5 out of 5 stars Invaluable tips for shopping in both the Sicilian open air food markets as well as their modern supermarkets   July 10, 2008
Midwest Book Review (Oregon, WI USA)
1 out of 1 found this review helpful

Joan Peterson has now authored and/or co-authored nine superbly crafted and incredible informative travel guides with a distinctive culinary orientation. The newest addition to her impressive roster of titles is "Eat Smart In Sicily: How To Decipher The Menu, Know The Market Foods & Embark On A Tasting Adventure" which she co-authored with Sicilian native, journalist and author Marcella Croce. Enhanced for the armchair browser with a section of color photography showcasing dishes, foods, and chefs, "Eat Smart In Sicily" truly lives up to its name and the sterling reputation of the entire 'Eat Smart' series. Along with an historical overview focused on the origins of Sicily's culinary diversity and a quick tour of local Sicilian foods and their variations, travelers are providing with invaluable tips for shopping in both the Sicilian open air food markets as well as their modern supermarkets. With the inclusion of resource lists, helpful phrases, a menu guide, recommended restaurants, and even a thoroughly 'user friendly' Menu Guide, "Eat Smart In Sicily" is a 'must' for anyone traveling there for either business or pleasure or both!


5 out of 5 stars MOUTHWATERING GUIDE   February 10, 2009
Sharon Hudgins
by Sharon Hudgins, author of The Other Side of Russia: A Slice of Life in Siberia and the Russian Far East

Joan Peterson has done it again! Teaming up with Sicilian food expert, Marcella Croce, Ms. Peterson has produced another book in her excellent, well written, and informative "Eat Smart" series. This latest edition, "Eat Smart in Sicily" makes you want to reserve a flight to Sicily on the next plane. Following the format of the series, this latest work begins with a historical survey of Sicilian cuisine, from the Greek, Roman, and Arab influences to the Norman and Spanish rulers of this large island that belongs to Italy today.
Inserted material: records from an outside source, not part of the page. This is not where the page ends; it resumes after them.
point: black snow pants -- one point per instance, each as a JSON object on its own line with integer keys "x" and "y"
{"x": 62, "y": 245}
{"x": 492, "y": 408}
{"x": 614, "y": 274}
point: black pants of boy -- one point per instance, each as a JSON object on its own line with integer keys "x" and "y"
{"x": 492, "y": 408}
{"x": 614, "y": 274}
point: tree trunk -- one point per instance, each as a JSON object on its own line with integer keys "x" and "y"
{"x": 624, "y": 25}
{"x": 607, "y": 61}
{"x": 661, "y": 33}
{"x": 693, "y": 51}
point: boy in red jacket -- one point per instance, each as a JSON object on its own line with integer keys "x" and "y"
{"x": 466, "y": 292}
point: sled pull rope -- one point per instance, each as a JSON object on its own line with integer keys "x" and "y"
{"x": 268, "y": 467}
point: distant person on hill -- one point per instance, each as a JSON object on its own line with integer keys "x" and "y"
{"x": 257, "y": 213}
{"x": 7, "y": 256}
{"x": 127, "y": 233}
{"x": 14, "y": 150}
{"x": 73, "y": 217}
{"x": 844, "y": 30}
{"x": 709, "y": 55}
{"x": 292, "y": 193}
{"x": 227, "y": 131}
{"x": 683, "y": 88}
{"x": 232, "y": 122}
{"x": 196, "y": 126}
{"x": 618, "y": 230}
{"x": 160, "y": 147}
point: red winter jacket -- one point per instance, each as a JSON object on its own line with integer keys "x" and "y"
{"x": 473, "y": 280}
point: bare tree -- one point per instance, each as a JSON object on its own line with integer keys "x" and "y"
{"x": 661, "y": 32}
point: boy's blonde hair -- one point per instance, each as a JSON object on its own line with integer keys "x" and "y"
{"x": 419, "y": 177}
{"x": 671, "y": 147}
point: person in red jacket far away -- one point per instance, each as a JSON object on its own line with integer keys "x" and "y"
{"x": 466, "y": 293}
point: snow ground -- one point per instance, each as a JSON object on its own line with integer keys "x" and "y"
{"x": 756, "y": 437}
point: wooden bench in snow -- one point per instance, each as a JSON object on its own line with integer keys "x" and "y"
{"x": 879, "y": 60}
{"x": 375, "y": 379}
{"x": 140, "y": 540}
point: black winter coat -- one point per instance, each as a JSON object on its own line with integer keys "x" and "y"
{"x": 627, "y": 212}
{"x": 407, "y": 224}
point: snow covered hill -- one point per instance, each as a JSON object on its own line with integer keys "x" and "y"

Since Sicily was a crossroad of many cultures, its cuisine reflects the tastes of a variety of people who have landed and lived on its shores.

The section on "Local Sicilian Food" describes the primary ingredients used in Sicilian cooking, followed by a description of the characteristic foods and special dishes of the different provinces of the island. A chapter on "Tastes of Sicily" provides 28 detailed, accurate recipes for Sicilian dishes, from antipasti to desserts.

The second half of the book is a practical guide for travelers to Sicily, with helpful phrases, a menu guide arranged alphabetically (with recommendations for which dishes are classics, local favorites, highly recommended, etc.), and an alphabetical foods-and-flavors guide where you can look up the English-language translations of Sicilian food terms. Eight pages of color photos of Sicilian dishes will make you understand why the authors of this culinary guidebook are so enthusiastic about the island's cuisine.

Highly recommended (along with all the other books in this series)!




1 out of 5 stars A real disappointment!   March 29, 2009
Ravenous Fellow (Chicago)
I bought this book because of the five-star reviews it's gotten. What a disappointment! The coverage is superficial; the recipes don't mention ingredients in the list; the prose is simpleminded. The author has written eight other guides in the series, but it seems as if this book is the result of a whirlwind tour. It reads more like an expanded, hastily-done magazine article, with only a few pages on each of the regions and their specialties. A good guidebook's food section would be a better value; Sicily deserves better! Mary Taylor Simeti's POMP AND SUSTENANCE is far preferable to this.